事業の成果

准教授:藤田 尚志

准教授:藤田 尚志

「愛・性・家族の関係をめぐる哲学的研究
フランス近現代思想の観点から」

九州産業大学 国際文化学部 准教授
藤田 尚志

研究の背景

 私はこれまで、アンリ・ベルクソン(1859-1941)を中心とするフランス近現代思想を研究してきました。ベルクソンは「生の哲学」を代表する哲学者であり、生き物を、本能や知性によって様々な「生の形式」を発明し続ける存在と捉えるところに特徴の一つがありますが、彼の哲学の枠内では愛・性・家族といった人間の社会的な再生産・再組織の現象に関しての解明は十分行われませんでした。そこで、生の哲学の現代的展開として、〈結婚〉あるいは愛・性・家族の錯綜体(さくそうたい)を哲学的に捉えることに興味を持つようになりました。心理学的あるいは社会学的な考察は数多くありますが、哲学的な研究はというと、未だにそう多くは見られないのが現状だからです。
 そのような観点から〈結婚〉に関する西洋哲学史の再検討を進めようとしていた折、福岡大学の宮野真生子先生が、〈恋愛〉に関する近代日本思想史的研究を進めておられることをお聞きして、それぞれのゼミの学生たちとともに、愛・性・家族をめぐる様々なテーマについて、哲学的に探究する「恋愛/結婚合同ゼミ」を開催するようになりました。
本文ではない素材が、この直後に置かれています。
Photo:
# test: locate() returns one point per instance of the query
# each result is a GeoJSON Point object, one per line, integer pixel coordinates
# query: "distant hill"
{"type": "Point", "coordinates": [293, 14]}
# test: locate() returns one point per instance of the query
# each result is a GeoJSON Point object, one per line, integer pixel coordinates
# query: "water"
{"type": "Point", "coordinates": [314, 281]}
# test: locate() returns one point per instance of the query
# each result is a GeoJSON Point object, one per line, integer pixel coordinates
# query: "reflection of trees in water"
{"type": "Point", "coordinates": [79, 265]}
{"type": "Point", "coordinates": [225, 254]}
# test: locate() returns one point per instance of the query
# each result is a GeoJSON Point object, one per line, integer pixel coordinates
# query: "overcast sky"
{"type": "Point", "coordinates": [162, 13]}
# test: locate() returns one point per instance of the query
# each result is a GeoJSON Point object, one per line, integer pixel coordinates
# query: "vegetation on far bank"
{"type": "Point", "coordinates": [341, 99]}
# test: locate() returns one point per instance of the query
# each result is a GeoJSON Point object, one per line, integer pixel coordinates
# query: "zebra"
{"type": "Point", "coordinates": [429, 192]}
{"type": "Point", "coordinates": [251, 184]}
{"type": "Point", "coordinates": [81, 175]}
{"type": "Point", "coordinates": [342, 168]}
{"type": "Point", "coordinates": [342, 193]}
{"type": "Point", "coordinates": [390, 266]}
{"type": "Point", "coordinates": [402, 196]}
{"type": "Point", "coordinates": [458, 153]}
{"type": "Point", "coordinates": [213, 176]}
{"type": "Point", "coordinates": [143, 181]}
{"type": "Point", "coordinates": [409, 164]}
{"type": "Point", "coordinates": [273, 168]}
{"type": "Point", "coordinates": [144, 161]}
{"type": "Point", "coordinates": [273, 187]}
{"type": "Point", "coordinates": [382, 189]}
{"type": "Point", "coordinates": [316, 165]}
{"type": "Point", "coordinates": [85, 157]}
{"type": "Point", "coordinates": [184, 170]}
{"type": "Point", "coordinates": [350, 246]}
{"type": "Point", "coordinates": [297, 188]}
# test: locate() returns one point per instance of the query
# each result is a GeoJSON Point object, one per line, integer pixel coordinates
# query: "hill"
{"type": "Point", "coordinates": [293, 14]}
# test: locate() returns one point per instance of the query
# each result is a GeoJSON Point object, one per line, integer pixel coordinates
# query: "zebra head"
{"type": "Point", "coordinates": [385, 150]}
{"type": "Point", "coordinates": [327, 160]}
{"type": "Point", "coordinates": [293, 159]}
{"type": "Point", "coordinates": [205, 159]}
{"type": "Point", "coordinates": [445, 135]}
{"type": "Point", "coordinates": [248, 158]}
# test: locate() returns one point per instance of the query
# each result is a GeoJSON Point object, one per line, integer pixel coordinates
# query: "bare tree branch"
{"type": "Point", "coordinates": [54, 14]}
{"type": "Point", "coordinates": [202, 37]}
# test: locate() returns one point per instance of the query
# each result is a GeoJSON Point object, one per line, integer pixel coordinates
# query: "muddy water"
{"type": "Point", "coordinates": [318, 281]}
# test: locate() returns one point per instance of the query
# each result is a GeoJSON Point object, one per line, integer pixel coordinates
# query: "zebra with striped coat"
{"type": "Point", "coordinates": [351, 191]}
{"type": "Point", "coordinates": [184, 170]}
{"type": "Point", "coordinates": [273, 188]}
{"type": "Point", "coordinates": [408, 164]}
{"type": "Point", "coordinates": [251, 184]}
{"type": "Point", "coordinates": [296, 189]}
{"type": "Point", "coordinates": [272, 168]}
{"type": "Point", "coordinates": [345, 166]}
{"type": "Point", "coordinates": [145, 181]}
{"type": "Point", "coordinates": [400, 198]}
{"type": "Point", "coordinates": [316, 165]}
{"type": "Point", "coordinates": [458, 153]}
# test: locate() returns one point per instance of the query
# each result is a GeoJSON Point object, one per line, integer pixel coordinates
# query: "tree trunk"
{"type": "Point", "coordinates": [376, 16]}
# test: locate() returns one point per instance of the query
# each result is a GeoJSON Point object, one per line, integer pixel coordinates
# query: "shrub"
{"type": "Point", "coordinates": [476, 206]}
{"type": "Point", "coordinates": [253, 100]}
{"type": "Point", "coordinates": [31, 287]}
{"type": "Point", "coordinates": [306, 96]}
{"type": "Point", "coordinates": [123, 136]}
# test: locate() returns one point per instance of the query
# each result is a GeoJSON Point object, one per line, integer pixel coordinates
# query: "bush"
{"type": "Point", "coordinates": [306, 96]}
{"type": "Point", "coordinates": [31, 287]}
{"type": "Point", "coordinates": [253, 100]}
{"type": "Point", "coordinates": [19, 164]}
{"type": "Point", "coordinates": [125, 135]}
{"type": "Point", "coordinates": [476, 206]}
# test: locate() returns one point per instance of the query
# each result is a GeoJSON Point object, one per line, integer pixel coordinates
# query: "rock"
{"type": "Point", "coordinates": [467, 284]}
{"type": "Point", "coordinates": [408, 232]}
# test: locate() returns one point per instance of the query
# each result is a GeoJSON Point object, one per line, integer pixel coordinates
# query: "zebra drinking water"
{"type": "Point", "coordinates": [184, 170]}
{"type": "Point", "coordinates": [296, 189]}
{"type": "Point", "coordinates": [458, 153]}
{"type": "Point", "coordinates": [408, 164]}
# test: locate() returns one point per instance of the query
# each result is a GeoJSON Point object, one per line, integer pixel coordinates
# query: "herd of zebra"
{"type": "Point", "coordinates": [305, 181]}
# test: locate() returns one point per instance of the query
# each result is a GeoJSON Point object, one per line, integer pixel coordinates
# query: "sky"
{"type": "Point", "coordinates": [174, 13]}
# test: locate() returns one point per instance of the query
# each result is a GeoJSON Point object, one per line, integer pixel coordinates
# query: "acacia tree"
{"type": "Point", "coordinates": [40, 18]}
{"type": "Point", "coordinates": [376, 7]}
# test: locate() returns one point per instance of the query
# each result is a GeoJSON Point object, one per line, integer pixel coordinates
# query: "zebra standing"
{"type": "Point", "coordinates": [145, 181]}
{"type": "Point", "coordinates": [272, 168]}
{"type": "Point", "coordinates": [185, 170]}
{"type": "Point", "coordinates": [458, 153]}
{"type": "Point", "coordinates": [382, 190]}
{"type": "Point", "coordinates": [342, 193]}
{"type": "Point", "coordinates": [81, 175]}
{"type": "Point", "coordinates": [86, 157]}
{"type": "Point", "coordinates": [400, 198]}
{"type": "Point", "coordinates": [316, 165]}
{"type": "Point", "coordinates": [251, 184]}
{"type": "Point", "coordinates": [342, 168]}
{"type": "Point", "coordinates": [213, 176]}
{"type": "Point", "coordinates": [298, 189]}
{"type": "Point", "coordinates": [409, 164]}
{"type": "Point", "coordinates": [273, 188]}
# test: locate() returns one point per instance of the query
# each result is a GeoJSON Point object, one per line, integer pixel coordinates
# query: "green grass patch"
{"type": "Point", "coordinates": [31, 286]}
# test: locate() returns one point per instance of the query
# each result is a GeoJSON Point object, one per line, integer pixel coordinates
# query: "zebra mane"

研究と教育の一体化は、実は本研究の第1の、隠れた方法論的特徴でもあります。

研究の成果

 2012年2月に合同ゼミを始めてはや4年が過ぎました。その間、様々な分野の気鋭の研究者をお招きし、白熱した議論を通じて、徐々に問題意識が形成・確立されていきました。こうして総勢20名ほどの研究者とともに、『愛・性・家族の哲学』全3巻を今春(2016年4月)に上梓することができました。
 愛・性・家族を個別に取り扱うのではなく、その関係を考えることは、そのなかで練り上げられてきた第2の方法論的特徴です。「関係を考える」とは、分離・接合の様態を考えるということであって、人間本性や歴史・伝統の実態を無視して「愛・性・家族は常に一体としてあるべし」といった道徳観を称揚することではありません。例えば、愛と家族の盲目的一体化は、老老介護の深刻な現実を直視していません。介護を家族の外へアウトソーシングすることは家族への愛と切り離して考えられなければなりません。あるいは、セックスレス夫婦(性なき愛)がかなり常態化してきているにもかかわらず、性欲の不均衡の問題は直視されておらず、愛と性の分離は真剣に検討されていません。他にも幼児虐待・婚活・おひとりさま…昨今指摘される諸現象は、愛・性・家族の錯綜した関係を解きほぐすことなしには理解できないものです。
 これらの諸現象に対して、フランス近現代思想は、モンテーニュからルソーを経てボーヴォワールに至るまで、ディドロからフーリエを経てドゥルーズやデリダに至るまで、実に豊かな思考実験の宝庫となっています。彼らの残してくれた諸概念という遺産を、様々な学問分野の成果を参照しつつ継承・発展させること。アクチュアルな同時代的関心を強く抱きつつも、はるか古代や、はるか未来からの反時代的な眼差しを向けること。これが本研究の第3の方法論的特徴です。

今後の展望

 まず個人のレベルでは、①契約と約束、②所有と優先権、③人格性と個人性の概念について、これまでの研究で示した大まかな方向性をさらに展開していきたいと考えており、その成果としての単著の執筆を計画しています。次に、これまで続けてきた合同ゼミをさらに発展させ、これまで以上に多様なジャンルの専門家との共同作業を継続し進化させていきたいと願っています。最後に、ベルクソン研究の国際展開において培ってきたノウハウを用いて、この愛・性・家族の哲学的研究に関しても、国際展開の道を探っていきたいと考えています。